Monika Rawal Kukreja of Hindustan Times said "While Housefull 4 music is ordinary, the Ek Chumma song has been beautifully choreographed. Bala – Shaitaan Ka Saala is clearly the highlight with its lame yet catchy lyrics." Critics at the board of Bollywood Hungama wrote "Julius Packiam's background score is theatrical and the recurring theme is catchy."

Reviewing the soundtrack album, DJ Munks of BizAsia rated album with 3 stars out of 5 and wrote "The soundtrack of ‘Housefull 4’ is funny & cheesy no doubt! Limited by the appeal of the film there is only so much one can do to make the music fit with the film while also delivering on the listen ability parameters that define the success of the music album. Nonetheless the soundtrack is unique in the current times as it does not run after the typical remakes and dance and romantic numbers. It truly is a soundtrack for this film and fits well there keeping a different identity for itself."

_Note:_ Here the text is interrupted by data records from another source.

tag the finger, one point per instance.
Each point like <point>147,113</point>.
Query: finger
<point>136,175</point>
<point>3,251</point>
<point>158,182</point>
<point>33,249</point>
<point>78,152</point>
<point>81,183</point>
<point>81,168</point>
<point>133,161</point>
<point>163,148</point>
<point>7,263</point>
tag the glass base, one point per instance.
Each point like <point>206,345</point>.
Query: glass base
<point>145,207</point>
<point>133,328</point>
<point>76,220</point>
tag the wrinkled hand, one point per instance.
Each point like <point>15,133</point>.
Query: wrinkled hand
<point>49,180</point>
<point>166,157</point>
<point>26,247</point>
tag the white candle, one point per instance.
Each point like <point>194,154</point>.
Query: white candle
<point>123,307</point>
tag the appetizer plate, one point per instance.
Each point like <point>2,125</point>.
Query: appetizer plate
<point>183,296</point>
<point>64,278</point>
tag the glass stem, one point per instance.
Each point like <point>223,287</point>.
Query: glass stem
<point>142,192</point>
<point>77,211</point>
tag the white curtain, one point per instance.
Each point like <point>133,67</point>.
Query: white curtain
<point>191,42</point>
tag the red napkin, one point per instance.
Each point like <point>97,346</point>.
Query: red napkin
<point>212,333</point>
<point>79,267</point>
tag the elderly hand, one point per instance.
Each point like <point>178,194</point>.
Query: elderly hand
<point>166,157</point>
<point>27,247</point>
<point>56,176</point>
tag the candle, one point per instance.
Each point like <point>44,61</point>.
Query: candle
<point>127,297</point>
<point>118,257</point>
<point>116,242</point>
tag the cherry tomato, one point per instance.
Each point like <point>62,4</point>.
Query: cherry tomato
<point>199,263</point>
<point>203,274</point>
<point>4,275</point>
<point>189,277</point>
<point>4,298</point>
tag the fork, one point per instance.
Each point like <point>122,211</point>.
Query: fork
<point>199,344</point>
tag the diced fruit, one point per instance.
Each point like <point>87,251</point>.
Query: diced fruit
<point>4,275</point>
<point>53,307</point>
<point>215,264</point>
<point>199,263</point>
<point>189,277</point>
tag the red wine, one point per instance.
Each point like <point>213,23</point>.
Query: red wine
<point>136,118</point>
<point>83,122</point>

Suparno Sarkar of International Business Times commented "Songs are entertaining." MovieCrow stated "The songs (composed by Sohail Sen and Farhad Samji-Sandeep Shirodkar) have already become popular and they suit the madness quotient evident in the film." Namrata Thakker of Rediff wrote "The best thing about Housefull 4 is the Bala song, which plays in the background throughout."

== Impact ==
The tracks "Ek Chumma" and "Shaitan Ka Saala" topped the national charts, in all music and video platforms. "Ek Chumma" inspired the song "Loota Re" from the Pakistani film Quaid-e-Azam Zindabad (2022). "Shaitan Ka Saala" was the 2019's fastest 100 million views gainer on YouTube, and emerged as the most popular song of 2019.